By Andrew Ng
I have recently find out the handbook, from Dr. Andrew Ng. He shared the draft version of his book. The goal of this book is to teach you how to make the numerous decisions needed with organizing a machine learning project. In this post, I would like to share some of my findings.
1. Many of the ideas of deep learning (neural networks) have been around for decades. Why are these ideas taking off now?
Two of the biggest drivers of recent progress have been:
- Data availability. People are now spending more time on digital devices (laptops, mobile devices). Their digital activities generate huge amounts of data that we can feed to our learning algorithms.
- Computational scale. We started just a few years ago to be able to train neural networks that are big enough to take advantage of the huge datasets we now have.

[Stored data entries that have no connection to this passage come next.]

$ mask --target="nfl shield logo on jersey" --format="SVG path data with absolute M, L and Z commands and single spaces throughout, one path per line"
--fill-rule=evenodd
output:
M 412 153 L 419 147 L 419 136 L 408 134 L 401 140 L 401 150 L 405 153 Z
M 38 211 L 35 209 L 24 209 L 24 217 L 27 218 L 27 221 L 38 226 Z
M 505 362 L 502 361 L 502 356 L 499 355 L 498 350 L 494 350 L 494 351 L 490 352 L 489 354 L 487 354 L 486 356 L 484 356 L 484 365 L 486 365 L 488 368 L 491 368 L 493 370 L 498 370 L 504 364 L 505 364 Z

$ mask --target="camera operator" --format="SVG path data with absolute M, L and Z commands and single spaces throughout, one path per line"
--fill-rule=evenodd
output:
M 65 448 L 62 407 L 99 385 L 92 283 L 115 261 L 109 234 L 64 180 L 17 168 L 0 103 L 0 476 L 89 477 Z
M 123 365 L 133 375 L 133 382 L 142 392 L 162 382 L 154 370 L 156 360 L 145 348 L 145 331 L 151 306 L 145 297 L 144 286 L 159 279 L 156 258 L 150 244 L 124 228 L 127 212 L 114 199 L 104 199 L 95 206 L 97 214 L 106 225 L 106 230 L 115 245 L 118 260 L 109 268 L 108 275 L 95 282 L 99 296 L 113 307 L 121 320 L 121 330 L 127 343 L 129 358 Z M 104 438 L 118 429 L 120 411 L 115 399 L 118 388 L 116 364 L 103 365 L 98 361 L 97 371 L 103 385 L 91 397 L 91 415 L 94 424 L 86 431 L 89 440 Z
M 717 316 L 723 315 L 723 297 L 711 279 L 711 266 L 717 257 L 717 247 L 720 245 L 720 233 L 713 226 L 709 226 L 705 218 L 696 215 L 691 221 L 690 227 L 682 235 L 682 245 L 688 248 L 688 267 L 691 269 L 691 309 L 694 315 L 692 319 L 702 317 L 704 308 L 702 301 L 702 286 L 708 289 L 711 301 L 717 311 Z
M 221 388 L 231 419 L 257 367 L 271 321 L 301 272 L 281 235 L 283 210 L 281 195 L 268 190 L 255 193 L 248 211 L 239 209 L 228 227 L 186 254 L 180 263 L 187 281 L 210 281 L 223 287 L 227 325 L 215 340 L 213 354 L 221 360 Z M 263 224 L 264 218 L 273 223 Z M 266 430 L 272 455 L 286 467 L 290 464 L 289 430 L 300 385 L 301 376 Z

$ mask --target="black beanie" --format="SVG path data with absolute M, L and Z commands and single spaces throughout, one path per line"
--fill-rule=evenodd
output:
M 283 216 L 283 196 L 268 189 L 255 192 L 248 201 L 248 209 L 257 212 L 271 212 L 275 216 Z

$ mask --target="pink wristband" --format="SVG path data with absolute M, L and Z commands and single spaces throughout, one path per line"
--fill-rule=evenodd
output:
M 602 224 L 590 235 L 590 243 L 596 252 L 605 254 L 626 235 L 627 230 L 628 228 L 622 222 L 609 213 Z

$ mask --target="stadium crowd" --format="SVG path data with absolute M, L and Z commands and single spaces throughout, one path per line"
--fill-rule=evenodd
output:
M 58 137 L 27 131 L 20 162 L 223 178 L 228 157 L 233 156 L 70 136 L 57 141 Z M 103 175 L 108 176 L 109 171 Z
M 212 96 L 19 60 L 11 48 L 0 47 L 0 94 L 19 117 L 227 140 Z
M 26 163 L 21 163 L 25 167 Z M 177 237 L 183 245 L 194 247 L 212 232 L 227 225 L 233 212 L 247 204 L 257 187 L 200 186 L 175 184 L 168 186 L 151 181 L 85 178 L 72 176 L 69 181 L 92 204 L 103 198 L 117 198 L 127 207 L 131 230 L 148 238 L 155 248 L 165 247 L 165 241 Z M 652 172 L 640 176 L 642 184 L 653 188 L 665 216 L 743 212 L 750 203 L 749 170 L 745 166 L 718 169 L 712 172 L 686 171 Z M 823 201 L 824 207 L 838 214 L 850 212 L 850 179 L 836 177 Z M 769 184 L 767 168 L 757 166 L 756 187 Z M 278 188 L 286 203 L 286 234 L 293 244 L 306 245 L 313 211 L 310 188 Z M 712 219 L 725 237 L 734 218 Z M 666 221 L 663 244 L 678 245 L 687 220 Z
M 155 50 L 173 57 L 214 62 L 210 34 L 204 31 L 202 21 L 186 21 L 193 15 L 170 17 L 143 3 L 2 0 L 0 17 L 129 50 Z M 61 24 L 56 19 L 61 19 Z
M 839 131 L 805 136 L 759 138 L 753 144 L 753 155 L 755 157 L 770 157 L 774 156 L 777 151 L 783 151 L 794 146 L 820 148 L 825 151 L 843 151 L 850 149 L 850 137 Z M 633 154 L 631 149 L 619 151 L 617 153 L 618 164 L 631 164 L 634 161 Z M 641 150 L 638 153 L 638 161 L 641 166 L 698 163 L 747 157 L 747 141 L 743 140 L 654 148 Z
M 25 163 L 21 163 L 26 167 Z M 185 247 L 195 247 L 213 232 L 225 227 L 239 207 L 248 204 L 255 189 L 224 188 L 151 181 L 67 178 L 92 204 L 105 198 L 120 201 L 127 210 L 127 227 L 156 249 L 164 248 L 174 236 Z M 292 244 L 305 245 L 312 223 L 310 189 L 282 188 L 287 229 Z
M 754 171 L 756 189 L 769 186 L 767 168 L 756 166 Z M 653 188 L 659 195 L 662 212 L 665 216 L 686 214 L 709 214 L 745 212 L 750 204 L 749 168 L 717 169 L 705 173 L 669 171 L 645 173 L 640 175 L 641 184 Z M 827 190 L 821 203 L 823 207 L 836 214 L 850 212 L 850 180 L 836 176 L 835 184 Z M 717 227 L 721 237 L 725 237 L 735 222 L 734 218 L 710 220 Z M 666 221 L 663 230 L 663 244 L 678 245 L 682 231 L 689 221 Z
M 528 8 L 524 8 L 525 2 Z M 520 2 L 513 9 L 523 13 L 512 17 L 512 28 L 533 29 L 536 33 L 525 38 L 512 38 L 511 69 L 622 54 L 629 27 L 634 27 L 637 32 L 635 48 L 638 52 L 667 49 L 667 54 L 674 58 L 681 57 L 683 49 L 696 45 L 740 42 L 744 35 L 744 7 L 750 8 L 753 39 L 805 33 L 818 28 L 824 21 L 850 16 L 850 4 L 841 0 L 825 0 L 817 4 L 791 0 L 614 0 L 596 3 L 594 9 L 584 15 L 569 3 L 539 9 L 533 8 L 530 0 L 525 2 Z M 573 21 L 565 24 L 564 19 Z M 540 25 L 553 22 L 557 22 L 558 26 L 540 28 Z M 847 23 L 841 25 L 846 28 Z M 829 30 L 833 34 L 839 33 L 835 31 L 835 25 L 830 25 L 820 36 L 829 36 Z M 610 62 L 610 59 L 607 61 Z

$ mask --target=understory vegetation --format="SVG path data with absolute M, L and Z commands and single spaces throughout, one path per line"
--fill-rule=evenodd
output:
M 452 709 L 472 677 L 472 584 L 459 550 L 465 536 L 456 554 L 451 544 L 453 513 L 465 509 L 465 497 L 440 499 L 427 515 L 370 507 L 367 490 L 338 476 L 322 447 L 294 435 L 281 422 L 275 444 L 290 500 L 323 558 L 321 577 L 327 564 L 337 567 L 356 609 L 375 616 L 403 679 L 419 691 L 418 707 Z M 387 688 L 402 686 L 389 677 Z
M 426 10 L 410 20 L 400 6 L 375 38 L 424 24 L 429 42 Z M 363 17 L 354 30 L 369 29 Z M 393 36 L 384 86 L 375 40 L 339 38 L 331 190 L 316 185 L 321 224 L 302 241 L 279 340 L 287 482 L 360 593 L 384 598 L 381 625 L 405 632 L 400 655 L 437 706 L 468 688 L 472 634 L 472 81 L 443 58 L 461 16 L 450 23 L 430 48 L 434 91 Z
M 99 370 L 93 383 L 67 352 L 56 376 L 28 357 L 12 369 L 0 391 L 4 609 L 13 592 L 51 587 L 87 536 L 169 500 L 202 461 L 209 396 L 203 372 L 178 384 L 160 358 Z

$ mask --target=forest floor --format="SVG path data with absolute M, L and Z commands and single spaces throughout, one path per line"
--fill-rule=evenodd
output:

2. Your development and test sets
We usually define:
- Training set — Which you run your learning algorithm on.
- Dev (development) set — Which you use to tune parameters, select features, and make other decisions regarding the learning algorithm. Sometimes also called the hold- out cross validation set.
- Test set — which you use to evaluate the performance of the algorithm, but not to make any decisions about regarding what learning algorithm or parameters to use.
Choose dev and test sets to reflect data you expect to get in the future and want to do well on.
3. Your dev and test sets should come from the same distribution
Once you define the dev and test sets, your team will be focused on improving dev set performance. Thus, the dev set should reflect the task you want most to improve on: To do well on all four geographies, and not only two.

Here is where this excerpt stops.